So far I’ve talked about resonance, and introduced the curved arrow formalism to show the movement of electrons. Importantly, we’ve talked about how the “true” picture of a molecule is a hybrid of its resonance forms (and not an equilibrium between forms).

Here’s a recap of the different “moves” we can perform on a molecule to get different resonance forms. Every resonance form we can draw for a molecule can be made through a combination of these three moves. 


We can apply these “moves” so long as we don’t break the octet rule. The thing is that if we start looking at even simple molecules, we can soon get lost in a maze of potential resonance forms if we apply the arrow-pushing rules willy-nilly. So let’s cut to the main problem: how do we evaluate the stability of different resonance forms? In other words, which are lower energy (more significant) and which are higher energy (less significant).

Here’s the punch line for today:

Let’s look at three examples. Really simple ones, but they’ll do.

The simplest molecule with a π bond is ethene. If we draw a resonance form for it, we can move the  π bond to the lone pair of one of the end carbons (doesn’t matter which one) to give a carbocation and a lone pair. This is a “legal” resonance form, since we’re not breaking the octet rule.

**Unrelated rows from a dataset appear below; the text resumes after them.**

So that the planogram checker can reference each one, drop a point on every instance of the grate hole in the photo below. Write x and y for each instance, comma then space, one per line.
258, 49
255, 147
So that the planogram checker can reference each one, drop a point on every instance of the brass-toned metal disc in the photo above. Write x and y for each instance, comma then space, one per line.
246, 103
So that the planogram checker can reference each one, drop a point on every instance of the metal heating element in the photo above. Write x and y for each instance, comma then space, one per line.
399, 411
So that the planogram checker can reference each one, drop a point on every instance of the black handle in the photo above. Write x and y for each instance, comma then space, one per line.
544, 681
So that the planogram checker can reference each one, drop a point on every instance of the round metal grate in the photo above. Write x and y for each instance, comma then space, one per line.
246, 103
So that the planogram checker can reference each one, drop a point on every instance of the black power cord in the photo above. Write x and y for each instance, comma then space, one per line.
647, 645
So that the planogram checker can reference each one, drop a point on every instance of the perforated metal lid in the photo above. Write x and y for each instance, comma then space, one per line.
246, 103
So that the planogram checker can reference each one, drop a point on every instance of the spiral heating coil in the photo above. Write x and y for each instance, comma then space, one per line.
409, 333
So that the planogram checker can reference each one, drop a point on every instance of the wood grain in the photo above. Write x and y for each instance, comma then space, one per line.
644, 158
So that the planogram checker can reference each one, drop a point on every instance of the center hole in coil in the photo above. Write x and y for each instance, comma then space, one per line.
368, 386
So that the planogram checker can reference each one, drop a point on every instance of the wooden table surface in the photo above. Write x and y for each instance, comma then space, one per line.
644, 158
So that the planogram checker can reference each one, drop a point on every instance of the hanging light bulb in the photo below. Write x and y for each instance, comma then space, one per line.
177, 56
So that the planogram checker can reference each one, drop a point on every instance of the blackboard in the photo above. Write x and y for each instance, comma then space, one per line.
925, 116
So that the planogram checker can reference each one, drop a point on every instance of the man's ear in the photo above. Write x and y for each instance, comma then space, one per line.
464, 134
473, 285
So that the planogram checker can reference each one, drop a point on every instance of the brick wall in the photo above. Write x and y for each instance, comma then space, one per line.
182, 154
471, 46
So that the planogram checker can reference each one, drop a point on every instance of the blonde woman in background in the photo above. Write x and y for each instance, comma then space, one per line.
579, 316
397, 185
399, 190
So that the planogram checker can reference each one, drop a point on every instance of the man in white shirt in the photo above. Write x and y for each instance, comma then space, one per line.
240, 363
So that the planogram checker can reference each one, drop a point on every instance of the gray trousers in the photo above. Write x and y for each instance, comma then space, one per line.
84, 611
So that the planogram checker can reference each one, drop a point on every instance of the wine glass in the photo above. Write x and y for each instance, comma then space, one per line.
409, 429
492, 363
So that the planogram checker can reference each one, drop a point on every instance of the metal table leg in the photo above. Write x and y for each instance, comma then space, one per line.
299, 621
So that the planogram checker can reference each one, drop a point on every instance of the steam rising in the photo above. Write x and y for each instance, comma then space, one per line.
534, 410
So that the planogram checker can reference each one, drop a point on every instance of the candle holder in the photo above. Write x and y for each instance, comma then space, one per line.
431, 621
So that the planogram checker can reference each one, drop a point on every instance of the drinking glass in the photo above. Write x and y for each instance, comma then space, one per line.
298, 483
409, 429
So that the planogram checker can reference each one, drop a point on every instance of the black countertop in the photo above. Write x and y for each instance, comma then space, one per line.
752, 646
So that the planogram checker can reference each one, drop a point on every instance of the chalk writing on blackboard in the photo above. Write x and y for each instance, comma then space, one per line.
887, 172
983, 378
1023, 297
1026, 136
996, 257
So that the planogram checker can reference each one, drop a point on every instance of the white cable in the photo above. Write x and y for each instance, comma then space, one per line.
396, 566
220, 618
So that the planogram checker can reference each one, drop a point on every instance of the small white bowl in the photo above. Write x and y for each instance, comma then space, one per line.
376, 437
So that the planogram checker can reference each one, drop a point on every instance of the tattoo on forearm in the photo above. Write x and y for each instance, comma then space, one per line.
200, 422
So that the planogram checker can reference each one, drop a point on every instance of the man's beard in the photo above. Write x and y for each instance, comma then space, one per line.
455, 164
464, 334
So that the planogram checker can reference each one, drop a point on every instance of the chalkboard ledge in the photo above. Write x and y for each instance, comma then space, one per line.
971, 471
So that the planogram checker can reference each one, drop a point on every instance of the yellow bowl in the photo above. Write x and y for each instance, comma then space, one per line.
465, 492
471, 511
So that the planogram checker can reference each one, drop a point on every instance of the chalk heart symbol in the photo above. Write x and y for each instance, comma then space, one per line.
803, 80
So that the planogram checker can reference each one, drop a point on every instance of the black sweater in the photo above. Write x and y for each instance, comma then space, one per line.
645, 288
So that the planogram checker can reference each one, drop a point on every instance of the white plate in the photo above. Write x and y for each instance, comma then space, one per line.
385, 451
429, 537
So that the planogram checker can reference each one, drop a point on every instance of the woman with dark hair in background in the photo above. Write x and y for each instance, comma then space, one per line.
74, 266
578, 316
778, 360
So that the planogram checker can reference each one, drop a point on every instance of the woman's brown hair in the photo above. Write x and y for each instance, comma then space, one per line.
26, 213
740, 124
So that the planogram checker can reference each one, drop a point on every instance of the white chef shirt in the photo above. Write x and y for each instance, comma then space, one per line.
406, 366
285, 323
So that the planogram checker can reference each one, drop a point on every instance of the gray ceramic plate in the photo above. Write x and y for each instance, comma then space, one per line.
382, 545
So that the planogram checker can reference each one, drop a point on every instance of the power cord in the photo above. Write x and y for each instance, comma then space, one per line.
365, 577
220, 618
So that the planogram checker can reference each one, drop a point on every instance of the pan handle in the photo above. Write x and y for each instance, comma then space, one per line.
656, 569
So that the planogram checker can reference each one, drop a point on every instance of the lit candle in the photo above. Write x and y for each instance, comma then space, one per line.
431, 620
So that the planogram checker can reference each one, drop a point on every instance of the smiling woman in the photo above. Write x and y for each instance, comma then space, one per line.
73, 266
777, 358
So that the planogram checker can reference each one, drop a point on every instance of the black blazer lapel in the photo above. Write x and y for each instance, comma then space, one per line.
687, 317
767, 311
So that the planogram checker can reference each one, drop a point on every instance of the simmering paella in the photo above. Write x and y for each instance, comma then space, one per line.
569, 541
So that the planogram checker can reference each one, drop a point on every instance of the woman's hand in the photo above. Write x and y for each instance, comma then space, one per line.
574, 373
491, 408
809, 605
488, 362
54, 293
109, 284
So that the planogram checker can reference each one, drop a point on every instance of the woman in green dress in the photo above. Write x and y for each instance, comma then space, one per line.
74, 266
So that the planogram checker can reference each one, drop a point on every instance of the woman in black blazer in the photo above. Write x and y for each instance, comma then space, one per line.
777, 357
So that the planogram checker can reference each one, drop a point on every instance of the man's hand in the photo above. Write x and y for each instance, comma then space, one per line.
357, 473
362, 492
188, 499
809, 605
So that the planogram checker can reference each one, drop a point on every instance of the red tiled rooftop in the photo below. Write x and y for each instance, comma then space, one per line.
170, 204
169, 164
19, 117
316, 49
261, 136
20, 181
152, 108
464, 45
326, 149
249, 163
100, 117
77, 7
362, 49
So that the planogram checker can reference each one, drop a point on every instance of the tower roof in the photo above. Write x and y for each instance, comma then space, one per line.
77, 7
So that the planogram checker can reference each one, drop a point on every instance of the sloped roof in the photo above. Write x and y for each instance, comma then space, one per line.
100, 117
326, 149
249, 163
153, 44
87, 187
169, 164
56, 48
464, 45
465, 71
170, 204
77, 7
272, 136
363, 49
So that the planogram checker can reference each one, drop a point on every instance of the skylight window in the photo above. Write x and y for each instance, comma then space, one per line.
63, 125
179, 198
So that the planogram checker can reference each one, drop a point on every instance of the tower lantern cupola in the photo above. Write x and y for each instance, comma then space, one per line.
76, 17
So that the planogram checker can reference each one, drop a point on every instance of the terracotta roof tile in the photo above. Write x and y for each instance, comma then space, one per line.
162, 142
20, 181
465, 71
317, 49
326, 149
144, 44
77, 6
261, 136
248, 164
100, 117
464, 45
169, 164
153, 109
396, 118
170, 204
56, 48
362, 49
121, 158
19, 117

The question is, how significant is the resonance form with the two charges? The answer from experiment is: not very much. If you measure the electronic and structural properties of ethene, it’s clear that the carbon-carbon bond length is shorter than that of a normal carbon-carbon single bond, implying a strong interaction between the two atoms.  Furthermore, if the resonance form on the right were significant, we’d expect ethene to have a relatively high boiling point (since it’s charged) and be quite soluble in polar solvents like water. In fact, ethene boils at a very low temperature (–88 C) and is practically insoluble in polar solvents.  So it’s safe to conclude that the resonance form on the right is quite insignificant.

(One thing to note – the NET charge of each resonance form is the same here (i.e. they both have a net charge of zero) since on the resonance form on the right, the opposite charges cancel).

Let’s now look at the resonance forms of the allyl carbocation. The net charge on the allyl carbocation is +1. When we apply the relevant arrow-pushing “moves” to it, we get something like this, with 4 resonance forms – A, A’ , B, and C. Resonance forms A and A’ both have one charge. Resonance forms B and C have three charges. [Although again, note that B and C each have a net charge of +1 when you cancel the opposite charges].

So what does experiment tell us? Our best experimental evidence for the structure of the allyl carbocation tells us that the positive charge is distributed equally between the two end carbons, with a bond length intermediate between that of a C–C single bond (1.50 Å) and a C–C π bond (1.40 Å).  That is to say, the resonance hybrid of fhe allyl carbocation is a 1:1 mixture of resonance forms A and A’. Resonance forms B and C don’t contribute to the resonance hybrid to any significant extent.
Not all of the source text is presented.